When the international nuclear agreement came together, the possibility of Congress derailing the diplomatic solution and killing the policy was quite real.
Sept. 10, 201501:00
The vote fell along predictable lines: all 42 Democratic supporters of the policy stuck together to derail the Republican effort. That was no small feat, and Democratic leaders like Harry Reid (D-Nev.) and Dick Durbin (D-Ill.) deserve a lot of credit for the progressive accomplishment.
It was just three weeks ago that Sen.

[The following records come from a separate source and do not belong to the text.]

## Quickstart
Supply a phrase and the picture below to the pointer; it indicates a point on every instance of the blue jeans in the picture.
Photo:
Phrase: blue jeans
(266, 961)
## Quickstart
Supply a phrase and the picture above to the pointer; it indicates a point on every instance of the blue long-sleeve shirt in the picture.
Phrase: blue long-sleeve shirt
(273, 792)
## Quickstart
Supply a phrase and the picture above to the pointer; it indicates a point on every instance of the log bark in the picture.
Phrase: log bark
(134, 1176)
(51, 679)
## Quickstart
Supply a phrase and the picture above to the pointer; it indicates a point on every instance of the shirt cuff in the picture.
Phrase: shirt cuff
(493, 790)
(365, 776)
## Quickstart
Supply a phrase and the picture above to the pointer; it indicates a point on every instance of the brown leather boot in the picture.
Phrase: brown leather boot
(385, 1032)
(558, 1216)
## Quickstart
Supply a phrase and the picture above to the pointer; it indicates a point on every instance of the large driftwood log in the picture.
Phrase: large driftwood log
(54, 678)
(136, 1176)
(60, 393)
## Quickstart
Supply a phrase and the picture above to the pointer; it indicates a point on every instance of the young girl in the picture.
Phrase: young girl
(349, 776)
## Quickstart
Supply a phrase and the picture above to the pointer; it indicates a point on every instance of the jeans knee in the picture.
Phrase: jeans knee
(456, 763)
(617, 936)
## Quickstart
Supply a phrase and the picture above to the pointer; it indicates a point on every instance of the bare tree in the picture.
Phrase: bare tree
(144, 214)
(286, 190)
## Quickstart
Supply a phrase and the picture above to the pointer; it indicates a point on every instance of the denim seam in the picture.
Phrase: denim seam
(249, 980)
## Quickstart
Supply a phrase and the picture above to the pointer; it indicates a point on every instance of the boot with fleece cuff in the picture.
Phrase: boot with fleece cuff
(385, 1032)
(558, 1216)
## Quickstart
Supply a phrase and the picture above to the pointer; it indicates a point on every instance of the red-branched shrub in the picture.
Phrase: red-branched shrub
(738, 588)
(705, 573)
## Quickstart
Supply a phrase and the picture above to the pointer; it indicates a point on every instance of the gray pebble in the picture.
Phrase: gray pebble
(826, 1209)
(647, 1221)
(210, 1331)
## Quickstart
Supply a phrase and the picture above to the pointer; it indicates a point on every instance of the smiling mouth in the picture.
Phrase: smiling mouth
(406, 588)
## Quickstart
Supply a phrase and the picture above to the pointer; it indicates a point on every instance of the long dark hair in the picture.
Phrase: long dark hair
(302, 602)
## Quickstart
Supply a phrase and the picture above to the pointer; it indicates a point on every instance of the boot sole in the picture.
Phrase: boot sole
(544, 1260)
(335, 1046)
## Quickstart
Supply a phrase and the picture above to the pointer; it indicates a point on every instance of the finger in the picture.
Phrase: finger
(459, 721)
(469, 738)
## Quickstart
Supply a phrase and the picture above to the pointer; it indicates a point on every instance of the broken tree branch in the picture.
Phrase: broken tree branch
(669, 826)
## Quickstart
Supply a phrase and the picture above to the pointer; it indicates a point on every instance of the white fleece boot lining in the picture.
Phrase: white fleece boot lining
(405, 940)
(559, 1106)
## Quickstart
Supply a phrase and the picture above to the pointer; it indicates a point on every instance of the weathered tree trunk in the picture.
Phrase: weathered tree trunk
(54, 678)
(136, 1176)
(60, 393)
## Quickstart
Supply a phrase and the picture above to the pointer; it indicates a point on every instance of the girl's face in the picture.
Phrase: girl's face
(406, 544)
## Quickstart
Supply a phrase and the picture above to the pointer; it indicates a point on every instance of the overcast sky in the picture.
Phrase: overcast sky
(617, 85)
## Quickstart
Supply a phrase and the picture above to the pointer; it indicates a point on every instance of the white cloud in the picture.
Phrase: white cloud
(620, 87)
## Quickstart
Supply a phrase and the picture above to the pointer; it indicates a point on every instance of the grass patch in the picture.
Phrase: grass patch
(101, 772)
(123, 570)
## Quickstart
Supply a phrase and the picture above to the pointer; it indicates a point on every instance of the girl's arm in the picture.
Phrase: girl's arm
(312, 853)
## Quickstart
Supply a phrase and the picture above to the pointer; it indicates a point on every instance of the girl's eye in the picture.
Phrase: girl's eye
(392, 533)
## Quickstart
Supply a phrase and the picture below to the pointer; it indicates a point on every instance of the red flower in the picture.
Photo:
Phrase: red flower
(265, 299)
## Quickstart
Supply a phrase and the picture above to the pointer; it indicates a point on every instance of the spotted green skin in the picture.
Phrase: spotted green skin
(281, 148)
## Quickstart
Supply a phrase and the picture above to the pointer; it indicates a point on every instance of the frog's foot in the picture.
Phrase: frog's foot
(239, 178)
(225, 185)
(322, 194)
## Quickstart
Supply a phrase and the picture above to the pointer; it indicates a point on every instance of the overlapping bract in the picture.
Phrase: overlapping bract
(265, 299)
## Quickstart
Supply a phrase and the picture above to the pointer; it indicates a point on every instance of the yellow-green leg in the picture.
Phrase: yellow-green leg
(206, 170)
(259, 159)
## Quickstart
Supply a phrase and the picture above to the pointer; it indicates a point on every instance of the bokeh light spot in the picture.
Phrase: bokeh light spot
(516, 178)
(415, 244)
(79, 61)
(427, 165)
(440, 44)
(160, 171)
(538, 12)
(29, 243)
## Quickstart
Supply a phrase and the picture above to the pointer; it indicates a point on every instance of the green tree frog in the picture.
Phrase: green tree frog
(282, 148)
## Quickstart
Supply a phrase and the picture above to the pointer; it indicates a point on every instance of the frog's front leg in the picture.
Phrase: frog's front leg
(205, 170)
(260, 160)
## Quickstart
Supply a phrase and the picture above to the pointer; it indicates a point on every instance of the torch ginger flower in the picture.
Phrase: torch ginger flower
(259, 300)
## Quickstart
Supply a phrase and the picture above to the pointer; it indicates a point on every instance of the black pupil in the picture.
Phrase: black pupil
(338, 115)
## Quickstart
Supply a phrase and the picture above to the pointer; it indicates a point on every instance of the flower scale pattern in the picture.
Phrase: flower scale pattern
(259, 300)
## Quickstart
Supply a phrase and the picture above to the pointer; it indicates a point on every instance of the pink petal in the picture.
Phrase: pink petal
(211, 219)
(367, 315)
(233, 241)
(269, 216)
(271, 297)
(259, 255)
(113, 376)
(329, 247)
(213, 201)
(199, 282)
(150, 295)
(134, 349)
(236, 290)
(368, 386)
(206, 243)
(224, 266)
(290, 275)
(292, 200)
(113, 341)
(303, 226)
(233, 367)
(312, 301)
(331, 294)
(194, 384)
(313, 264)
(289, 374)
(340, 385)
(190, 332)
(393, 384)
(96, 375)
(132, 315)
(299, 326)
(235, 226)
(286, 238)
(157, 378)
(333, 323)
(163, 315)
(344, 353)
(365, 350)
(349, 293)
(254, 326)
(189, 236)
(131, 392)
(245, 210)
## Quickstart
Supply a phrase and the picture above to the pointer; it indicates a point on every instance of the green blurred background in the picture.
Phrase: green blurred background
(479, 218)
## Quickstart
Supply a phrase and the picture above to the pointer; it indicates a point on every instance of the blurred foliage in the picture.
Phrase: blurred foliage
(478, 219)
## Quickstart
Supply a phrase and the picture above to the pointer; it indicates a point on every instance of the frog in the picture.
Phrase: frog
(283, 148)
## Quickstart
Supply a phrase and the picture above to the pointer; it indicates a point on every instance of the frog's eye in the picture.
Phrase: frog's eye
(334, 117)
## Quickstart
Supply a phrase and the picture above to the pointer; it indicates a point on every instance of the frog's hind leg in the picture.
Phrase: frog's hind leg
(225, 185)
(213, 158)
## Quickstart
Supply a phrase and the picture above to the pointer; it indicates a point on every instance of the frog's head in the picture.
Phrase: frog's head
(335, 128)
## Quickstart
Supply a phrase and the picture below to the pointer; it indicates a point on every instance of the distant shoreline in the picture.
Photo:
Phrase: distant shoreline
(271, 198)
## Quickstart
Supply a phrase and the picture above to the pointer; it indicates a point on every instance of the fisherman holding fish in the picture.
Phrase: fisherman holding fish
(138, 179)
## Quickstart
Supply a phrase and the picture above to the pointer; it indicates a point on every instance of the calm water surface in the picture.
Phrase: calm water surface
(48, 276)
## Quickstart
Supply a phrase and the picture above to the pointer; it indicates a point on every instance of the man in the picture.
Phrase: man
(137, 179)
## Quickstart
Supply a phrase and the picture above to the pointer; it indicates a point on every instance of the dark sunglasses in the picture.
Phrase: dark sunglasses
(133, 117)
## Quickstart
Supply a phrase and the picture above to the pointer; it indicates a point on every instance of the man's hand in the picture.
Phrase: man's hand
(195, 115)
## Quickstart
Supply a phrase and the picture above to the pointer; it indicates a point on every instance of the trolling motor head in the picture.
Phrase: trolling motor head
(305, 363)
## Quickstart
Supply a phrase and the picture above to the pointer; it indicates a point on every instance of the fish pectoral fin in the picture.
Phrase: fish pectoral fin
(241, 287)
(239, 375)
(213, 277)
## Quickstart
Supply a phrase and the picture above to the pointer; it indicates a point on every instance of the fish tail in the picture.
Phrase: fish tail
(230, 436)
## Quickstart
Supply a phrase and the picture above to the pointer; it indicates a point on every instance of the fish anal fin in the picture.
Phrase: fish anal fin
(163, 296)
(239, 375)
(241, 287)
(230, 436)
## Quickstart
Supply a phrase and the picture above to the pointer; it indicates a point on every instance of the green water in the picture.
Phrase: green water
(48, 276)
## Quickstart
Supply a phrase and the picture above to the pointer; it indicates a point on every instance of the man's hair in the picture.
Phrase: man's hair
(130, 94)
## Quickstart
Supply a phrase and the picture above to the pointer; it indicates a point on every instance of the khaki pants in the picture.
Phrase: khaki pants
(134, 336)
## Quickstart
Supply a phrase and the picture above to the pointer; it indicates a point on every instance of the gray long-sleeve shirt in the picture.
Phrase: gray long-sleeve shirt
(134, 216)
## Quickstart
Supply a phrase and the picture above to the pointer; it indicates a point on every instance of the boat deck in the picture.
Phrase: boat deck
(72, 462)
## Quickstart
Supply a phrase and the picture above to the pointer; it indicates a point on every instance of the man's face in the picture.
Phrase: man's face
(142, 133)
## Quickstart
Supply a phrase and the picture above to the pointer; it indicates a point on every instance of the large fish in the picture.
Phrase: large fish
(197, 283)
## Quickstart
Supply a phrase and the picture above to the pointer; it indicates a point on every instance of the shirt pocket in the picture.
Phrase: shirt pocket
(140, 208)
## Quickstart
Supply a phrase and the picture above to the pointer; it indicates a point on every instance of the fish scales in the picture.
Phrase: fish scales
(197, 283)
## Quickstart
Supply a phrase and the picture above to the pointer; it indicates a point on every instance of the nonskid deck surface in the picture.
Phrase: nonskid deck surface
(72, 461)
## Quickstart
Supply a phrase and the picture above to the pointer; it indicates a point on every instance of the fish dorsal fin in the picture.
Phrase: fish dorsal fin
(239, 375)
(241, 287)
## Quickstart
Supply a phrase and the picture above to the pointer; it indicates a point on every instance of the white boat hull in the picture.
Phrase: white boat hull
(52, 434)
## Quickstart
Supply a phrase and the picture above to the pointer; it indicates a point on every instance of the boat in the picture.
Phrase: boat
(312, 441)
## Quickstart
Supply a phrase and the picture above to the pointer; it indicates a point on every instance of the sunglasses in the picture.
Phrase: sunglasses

Tom Cotton (R-Ark.) vowed with great confidence, “We’re going to kill this deal.”
No, actually you're not.
I can appreciate the fact that the procedural steps can get a little complicated, but here's the bottom line: Republican opponents of the international agreement assumed they would pass today's bill, send it to President Obama, and have a knock-down-drag-out fight in Congress over how and whether to override the White House's veto.
What GOP lawmakers didn't realize is that they would fail rather spectacularly in persuading Democrats and building bipartisan support for their position. Republicans needed a minimum of 13 Senate Dems to kill the diplomatic agreement. Instead, they found four.
So, what happens now?
At a practical level, the legislative fight is effectively over. Opponents of the Iran deal needed both the House and Senate to pass the Corker-Cardin bill, and with the Senate defeating the proposal today, the bill is, for all intents and purposes, dead. Republicans may very well try again, bringing the bill back to the floor sometime over the next week, just in case a slew of Democrats quietly and dramatically change their minds, but the outcome is unlikely to change.
There's still quite a bit of drama yet to unfold in the GOP-led House -- which appears eager to sue the president over secret Iran-related information that doesn't exist -- but with the GOP-led Senate resistant to the House's plans, the entire far-right gambit appears to be more of a spectacle than a plan to pursue governing legislation.
There will, in other words, be no presidential veto, because no bill to derail U.S. foreign policy will reach his desk.
The scope of the right's failure in this debate is hard to overstate. Opponents genuinely believed they had the stronger hand; they would spend the August recess placing intense and effective pressure on key members; and allied groups would spend millions to shift the debate in the right's favor.
But as the dust settles, conservatives actually did worse than either side expected a few months ago. The combination of poor strategic thinking among Republicans, who seemed eager to alienate potential allies, poor tactical moves by AIPAC and Israeli Prime Minister Benjamin Netanyahu; and effective lobbying from the White House, Democratic leaders, leading administration officials, and U.S. allies around the globe made today's victory possible.
It is a breakthrough day for American foreign policy, and a historic accomplishment for President Obama.